En una escuelita rural había una estufa de carbón muy antigua.
Un niño era el encargado de llegar temprano y encenderla, para calentar el aula, antes de que llegaran su maestra y compañeros.
Una mañana, al llegar, encontraron la escuela envuelta en llamas.
Sacaron al niño, inconsciente, más muerto que vivo. Tenía quemaduras graves en la mitad del cuerpo, y lo llevaron de urgencia al hospital.

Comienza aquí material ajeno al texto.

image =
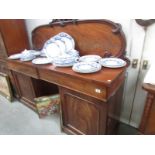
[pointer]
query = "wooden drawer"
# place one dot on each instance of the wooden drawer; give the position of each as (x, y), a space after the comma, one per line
(23, 68)
(86, 87)
(3, 67)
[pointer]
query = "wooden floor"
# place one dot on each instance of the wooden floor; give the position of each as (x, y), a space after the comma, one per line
(17, 119)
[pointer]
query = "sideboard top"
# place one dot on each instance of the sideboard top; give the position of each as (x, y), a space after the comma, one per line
(99, 37)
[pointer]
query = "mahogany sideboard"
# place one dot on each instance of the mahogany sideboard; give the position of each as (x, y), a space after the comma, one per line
(147, 125)
(90, 103)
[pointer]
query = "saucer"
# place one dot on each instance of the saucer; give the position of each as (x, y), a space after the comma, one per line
(86, 67)
(15, 56)
(112, 62)
(40, 61)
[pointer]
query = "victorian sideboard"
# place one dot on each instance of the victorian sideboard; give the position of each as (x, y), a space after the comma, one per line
(90, 103)
(147, 125)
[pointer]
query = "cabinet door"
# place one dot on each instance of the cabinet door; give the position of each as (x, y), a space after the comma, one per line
(2, 48)
(25, 89)
(81, 115)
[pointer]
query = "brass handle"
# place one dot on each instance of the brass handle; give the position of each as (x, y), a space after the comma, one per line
(145, 64)
(134, 63)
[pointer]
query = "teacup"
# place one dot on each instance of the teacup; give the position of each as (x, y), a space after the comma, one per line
(27, 55)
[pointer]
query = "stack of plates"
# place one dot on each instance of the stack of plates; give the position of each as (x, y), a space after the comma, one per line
(86, 67)
(59, 45)
(112, 62)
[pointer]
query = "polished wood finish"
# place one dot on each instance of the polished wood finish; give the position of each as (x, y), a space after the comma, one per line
(147, 125)
(14, 35)
(90, 103)
(13, 39)
(91, 36)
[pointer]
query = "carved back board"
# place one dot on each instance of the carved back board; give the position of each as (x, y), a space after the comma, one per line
(91, 36)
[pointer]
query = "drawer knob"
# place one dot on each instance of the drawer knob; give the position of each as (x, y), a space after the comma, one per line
(98, 90)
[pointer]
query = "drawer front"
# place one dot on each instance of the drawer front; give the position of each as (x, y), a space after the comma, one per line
(3, 67)
(23, 68)
(89, 88)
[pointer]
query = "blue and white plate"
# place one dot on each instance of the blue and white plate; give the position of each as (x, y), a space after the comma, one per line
(86, 67)
(90, 58)
(51, 49)
(68, 40)
(15, 56)
(40, 61)
(112, 62)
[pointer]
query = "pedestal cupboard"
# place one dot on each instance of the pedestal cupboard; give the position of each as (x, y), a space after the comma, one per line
(90, 103)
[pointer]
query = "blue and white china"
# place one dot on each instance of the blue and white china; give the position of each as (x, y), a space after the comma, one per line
(39, 61)
(86, 67)
(90, 58)
(112, 62)
(64, 60)
(34, 52)
(68, 40)
(73, 53)
(27, 55)
(51, 49)
(15, 56)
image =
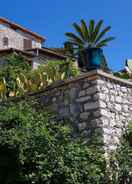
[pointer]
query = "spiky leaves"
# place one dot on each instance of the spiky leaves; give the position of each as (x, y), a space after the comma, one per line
(89, 36)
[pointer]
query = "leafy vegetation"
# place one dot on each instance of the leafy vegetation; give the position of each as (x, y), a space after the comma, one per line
(37, 149)
(89, 36)
(17, 78)
(121, 160)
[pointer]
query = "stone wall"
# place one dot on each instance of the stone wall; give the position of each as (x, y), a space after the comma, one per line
(98, 104)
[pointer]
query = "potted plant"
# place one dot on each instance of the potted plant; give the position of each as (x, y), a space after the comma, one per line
(88, 44)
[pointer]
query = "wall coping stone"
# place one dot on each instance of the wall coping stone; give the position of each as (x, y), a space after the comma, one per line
(91, 75)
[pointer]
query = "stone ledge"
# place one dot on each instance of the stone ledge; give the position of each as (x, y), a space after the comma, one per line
(91, 76)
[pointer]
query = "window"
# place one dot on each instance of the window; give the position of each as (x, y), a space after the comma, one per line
(5, 41)
(27, 44)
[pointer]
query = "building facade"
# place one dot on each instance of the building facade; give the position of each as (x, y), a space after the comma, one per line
(15, 38)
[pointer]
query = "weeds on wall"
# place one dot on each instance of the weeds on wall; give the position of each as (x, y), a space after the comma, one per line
(17, 77)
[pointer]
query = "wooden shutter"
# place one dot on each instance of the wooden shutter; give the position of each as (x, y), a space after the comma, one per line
(27, 44)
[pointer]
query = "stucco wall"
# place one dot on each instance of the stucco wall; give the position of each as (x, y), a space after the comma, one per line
(16, 38)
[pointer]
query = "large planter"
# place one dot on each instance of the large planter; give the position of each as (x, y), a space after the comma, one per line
(91, 58)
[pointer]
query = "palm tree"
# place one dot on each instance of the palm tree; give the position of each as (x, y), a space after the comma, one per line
(89, 36)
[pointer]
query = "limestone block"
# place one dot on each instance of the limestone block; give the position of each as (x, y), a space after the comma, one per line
(84, 115)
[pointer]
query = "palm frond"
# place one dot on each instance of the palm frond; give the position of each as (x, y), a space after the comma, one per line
(102, 33)
(85, 30)
(75, 38)
(104, 42)
(96, 30)
(91, 28)
(79, 31)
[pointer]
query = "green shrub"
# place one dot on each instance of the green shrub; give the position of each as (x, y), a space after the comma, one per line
(121, 161)
(43, 150)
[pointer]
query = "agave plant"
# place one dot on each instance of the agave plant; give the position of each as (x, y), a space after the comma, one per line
(89, 36)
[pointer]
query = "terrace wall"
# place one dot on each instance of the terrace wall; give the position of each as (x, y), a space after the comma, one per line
(98, 104)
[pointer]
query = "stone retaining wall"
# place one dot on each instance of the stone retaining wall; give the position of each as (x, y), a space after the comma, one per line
(98, 104)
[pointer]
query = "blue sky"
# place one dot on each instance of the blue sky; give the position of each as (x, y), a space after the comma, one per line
(52, 18)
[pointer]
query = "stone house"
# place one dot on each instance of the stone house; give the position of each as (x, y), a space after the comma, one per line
(16, 38)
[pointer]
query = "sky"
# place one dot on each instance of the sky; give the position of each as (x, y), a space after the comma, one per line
(52, 18)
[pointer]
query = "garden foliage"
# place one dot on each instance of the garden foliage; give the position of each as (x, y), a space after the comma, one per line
(37, 149)
(17, 77)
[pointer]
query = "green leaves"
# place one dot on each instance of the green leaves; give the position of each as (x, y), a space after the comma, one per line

En la cama, horriblemente quemado, y semi inconsciente, oía al médico hablarle a su madre. Decía que seguramente su hijo moriría: que era lo mejor que podía pasar, pues el fuego había destruído la parte inferior de su cuerpo.
Pero el valiente niño quería vivir. De alguna manera, y para sorpresa de todos, sobrevivió.
Una vez superado el riesgo de muerte, volvió a oír a su madre y al médico hablando despacito. Dado que el fuego le había dañado tanto las extremidades inferiores -decía el médico- habría sido mejor que muriera, pues estaba condenado a ser inválido.
Una vez más, el niño tomó una decisión: ¡caminaría!
Aunque, de la cintura para abajo, no tenía motricidad: sus piernitas colgaban sin vida.
Finalmente, le dieron de alta. Todos los días, su madre le masajeaba las piernas, pero no había sensación, ni control, nada.
No obstante, su determinación de caminar era más fuerte que nunca. Cuando no estaba en la cama, estaba confinado una silla de ruedas.
Una mañana soleada, la madre lo llevó al patio a tomar aire fresco.
Ese día, en lugar de quedarse sentado, se tiró de la silla.
Se impulsó sobre el césped arrastrando las piernas y llegó hasta el cerco que rodeaba su casa, trepándolo.
Allí, poste por poste, comenzó a avanzar.
Hizo lo mismo todos los días, hasta dejar una pequeña huella junto al cerco. ¡Quería darle vida a esas piernas!
Por fin, gracias a las oraciones y masajes de su madre, su persistencia férrea y su resuelta determinación, desarrolló la capacidad, primero de pararse, luego de caminar tambaleándose, finalmente caminar solo, y después... ¡correr!
Iba caminando al colegio, luego corriendo, por el solo placer de hacerlo.
Más adelante, en la universidad, formó parte del equipo de carrera sobre pista.
Tiempo después, en el Madison Square Garden, este joven, que no tenía esperanzas de vida, que jamás caminaría, que nunca tendría la posibilidad de correr: este joven determinado, Glenn Cunningham, ¡llegó a ser el atleta más veloz el mundo!